Today, the Dow is sliding back down from $23,000 to $22,500 and as of press time, the market day has really only started.




In an interesting analysis this morning, Emily McCormick at Yahoo Finance details some of the reasons for these index moves.

“Wednesday’s record-breaking advances came amid surging oil prices, positive indicators of retail sales strength for the holiday season and reassurances from the White House that the jobs of both Federal Reserve Chairman Jerome Powell and Treasury Secretary Steven Mnuchin were secure,” writes McCormick. “But with the rally quickly fading, stocks are steering back toward the downtrend they have been following for the past several months. Even with Wednesday’s gains, the S&P 500 is down 7.7% for the year, the Dow is down 7.45% and the Nasdaq is lower by 5.06%.”

McCormick also cites U.S./China trade relations which are on a reset right now.

“Trade talks between the U.S. and China are set to begin the week of January 7 in Beijing, Bloomberg reported, citing unnamed people familiar with the matter,” she writes. “According to the report, Chinese Ministry of Commerce spokesman Gao Feng confirmed that he and U.S. officials will sit down for talks next month but did not specify the date.”



Citing economic “friction” between the two superpowers, McCormick also suggests that fights over telecom companies and allegations of international spying could also shake the U.S./China relationship.

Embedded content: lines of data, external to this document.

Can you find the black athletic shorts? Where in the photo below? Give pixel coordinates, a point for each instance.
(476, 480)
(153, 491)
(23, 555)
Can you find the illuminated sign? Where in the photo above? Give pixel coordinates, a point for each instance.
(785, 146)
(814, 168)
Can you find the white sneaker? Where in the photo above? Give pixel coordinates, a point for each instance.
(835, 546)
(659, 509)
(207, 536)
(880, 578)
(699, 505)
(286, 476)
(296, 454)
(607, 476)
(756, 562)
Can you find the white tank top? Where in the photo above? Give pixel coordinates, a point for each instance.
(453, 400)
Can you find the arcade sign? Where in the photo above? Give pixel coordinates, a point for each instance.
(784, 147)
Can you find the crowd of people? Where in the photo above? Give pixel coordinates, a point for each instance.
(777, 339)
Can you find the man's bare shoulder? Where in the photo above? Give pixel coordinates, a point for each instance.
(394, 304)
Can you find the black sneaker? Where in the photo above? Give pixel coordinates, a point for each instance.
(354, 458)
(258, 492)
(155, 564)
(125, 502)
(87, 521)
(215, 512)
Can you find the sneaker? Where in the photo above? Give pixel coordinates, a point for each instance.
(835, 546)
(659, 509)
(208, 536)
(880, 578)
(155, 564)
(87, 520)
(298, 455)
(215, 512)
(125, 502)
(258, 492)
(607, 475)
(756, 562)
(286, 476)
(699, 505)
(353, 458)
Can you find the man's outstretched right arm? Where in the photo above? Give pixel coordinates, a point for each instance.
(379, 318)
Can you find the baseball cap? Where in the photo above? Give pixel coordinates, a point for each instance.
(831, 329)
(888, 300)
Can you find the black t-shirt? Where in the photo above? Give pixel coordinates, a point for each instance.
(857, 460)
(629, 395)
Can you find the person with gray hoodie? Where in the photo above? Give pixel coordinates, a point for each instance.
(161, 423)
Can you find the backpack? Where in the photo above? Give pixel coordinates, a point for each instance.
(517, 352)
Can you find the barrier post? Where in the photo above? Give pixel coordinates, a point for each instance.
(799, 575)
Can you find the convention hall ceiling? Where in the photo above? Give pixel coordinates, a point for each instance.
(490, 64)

Others cite domestic issues: at MarketWatch, William Watts and Barbara Kollmeyer are considering instability around the U.S. finance cabinet.

“There are some concerns that Wednesday’s big move was overdone,” Watts and Kollmeyeer write, noting the yen’s activity against the dollar. “The Japanese currency is often viewed as a haven for investors in times of economic and market uncertainty. And after jumping from 17-month lows, oil was softer on Thursday, while the yield on the 10-year Treasury Note slipped to 2.759% … and while investors got assurance over Federal Reserve Chairman Jerome Powell’s job on Wednesday, there remains no resolution to other big issues, such a continuing government shutdown as Washington tussles over funding for Trump’s proposed border wall.”

Keep looking at index moves throughout the day as the market positions itself toward the year ahead. Look for opportunities for profit taking, corrections to damaged parts of a portfolio, and new entry points for 2019 “reorganization.”